Mindfulness-based cognitive therapy for recurrent major depression: A ‘ best buy ’ for health care?
Australian & New Zealand Journal of Psychiatry
Format: Journal Article
Publication Year: 2016
Pages: 1001 - 1013
Source ID: shanti-sources-65476
Collection: Mindfulness-Based Interventions for Depression
Abstract: Objective:While mindfulness-based cognitive therapy is effective in reducing depressive relapse/recurrence, relatively little is known about its health economic properties.

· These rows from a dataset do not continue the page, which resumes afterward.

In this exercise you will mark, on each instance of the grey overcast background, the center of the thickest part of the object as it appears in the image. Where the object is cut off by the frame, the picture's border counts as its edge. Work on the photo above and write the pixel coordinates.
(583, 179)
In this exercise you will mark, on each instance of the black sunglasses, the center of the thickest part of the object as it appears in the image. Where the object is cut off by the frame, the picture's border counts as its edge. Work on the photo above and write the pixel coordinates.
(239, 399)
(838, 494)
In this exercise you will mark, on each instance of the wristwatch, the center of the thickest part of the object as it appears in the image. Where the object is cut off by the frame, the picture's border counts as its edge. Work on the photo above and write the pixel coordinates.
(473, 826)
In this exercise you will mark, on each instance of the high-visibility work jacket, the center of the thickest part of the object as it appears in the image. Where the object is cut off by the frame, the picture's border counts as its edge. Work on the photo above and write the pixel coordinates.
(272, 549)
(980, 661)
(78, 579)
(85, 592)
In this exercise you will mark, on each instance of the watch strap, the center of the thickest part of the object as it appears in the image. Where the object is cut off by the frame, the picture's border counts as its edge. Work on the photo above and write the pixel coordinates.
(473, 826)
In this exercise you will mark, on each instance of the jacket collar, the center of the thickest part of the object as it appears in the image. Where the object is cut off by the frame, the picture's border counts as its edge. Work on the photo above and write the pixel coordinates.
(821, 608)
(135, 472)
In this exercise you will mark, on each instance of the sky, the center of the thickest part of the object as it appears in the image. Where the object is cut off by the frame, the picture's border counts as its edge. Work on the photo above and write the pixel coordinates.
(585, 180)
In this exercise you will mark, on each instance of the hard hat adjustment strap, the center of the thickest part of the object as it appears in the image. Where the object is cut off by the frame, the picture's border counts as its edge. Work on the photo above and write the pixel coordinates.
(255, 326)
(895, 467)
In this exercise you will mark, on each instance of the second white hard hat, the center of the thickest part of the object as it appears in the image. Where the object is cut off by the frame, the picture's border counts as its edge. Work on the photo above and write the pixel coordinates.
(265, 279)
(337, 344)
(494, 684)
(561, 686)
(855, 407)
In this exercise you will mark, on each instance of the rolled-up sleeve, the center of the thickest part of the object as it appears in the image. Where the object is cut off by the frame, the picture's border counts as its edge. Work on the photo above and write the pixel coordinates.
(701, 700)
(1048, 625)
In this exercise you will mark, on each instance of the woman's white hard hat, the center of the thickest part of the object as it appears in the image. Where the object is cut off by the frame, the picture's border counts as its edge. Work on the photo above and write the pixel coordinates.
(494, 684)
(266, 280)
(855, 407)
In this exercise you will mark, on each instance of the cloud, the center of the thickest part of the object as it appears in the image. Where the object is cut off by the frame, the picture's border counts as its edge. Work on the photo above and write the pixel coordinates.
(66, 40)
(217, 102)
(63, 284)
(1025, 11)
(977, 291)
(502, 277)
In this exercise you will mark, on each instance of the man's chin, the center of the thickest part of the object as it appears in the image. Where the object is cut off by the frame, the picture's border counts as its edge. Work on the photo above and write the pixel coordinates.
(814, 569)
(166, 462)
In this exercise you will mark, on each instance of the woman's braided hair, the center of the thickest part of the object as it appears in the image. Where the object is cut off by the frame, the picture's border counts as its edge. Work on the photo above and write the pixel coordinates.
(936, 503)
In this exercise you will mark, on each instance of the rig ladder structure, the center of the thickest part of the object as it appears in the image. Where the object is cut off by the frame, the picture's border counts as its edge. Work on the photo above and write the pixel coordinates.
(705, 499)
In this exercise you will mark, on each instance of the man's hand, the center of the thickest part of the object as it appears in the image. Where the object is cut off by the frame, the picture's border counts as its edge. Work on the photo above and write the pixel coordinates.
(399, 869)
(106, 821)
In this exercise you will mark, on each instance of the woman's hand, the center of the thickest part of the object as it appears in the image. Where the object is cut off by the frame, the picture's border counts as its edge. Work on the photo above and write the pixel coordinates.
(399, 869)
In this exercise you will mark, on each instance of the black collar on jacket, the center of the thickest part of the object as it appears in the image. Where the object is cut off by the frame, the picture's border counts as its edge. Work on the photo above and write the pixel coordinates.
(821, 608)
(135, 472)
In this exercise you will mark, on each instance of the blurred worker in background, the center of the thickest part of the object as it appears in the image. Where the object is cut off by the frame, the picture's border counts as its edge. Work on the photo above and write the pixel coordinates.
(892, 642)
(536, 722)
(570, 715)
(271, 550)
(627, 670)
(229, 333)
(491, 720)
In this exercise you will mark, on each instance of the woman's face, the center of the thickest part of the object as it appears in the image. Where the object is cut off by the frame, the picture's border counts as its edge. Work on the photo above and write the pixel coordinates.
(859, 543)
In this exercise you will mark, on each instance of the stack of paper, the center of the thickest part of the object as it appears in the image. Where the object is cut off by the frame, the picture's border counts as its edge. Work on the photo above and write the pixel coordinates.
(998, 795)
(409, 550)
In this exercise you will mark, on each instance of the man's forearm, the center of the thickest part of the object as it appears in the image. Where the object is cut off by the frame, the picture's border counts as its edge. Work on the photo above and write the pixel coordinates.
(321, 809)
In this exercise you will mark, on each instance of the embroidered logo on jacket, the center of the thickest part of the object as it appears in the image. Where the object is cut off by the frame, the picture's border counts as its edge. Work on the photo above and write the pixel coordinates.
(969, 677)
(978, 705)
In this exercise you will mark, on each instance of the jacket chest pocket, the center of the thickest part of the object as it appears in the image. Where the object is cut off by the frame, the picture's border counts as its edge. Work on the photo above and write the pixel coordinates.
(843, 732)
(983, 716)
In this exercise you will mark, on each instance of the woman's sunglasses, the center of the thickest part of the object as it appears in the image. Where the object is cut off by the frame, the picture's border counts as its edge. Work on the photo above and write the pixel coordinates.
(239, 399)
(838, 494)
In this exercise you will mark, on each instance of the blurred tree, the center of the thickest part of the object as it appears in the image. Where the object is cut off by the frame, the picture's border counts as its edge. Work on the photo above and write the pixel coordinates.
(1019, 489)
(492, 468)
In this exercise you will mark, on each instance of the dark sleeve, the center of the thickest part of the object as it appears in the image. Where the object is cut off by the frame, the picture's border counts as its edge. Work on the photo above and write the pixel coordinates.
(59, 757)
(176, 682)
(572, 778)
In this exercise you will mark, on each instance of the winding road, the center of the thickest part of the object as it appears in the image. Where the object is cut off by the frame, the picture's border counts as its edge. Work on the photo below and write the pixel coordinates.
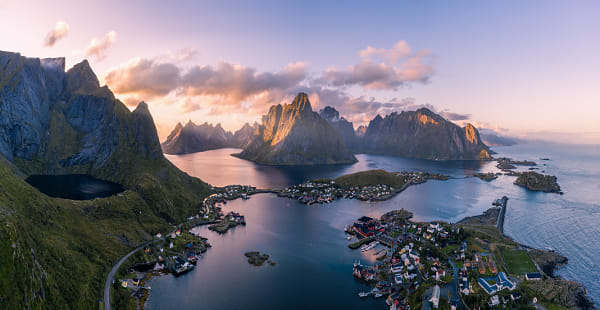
(112, 272)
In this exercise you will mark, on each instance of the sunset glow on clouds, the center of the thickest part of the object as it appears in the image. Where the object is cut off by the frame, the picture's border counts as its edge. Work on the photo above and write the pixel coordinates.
(59, 31)
(489, 63)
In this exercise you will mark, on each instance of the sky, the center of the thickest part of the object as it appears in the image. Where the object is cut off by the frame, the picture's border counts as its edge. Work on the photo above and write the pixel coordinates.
(526, 69)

We describe the health economic properties of mindfulness-based cognitive therapy in relation to its impact on depressive relapse/recurrence over 2 years of follow-up. Method: Non-depressed adults with a history of three or more major depressive episodes were randomised to mindfulness-based cognitive therapy + depressive relapse active monitoring (n = 101) or control (depressive relapse active monitoring alone) (n = 102) and followed up for 2 years. Structured self-report instruments for service use and absenteeism provided cost data items for health economic analyses. Treatment utility, expressed as disability-adjusted life years, was calculated by adjusting the number of days an individual was depressed by the relevant International Classification of Diseases 12-month severity of depression disability weight from the Global Burden of Disease 2010. Intention-to-treat analysis assessed the incremental cost–utility ratios of the interventions across mental health care, all of health-care and whole-of-society perspectives. Per protocol and site of usual care subgroup analyses were also conducted. Probabilistic uncertainty analysis was completed using cost–utility acceptability curves. Results: Mindfulness-based cognitive therapy participants had significantly less major depressive episode days compared to controls, as supported by the differential distributions of major depressive episode days (modelled as Poisson, p < 0.001). Average major depressive episode days were consistently less in the mindfulness-based cognitive therapy group compared to controls, e.g., 31 and 55 days, respectively. From a whole-of-society perspective, analyses of patients receiving usual care from all sectors of the health-care system demonstrated dominance (reduced costs, demonstrable health gains). From a mental health-care perspective, the incremental gain per disability-adjusted life year for mindfulness-based cognitive therapy was AUD83,744 net benefit, with an overall annual cost saving of AUD143,511 for people in specialist care. Conclusion: Mindfulness-based cognitive therapy demonstrated very good health economic properties lending weight to the consideration of mindfulness-based cognitive therapy provision as a good buy within health-care delivery.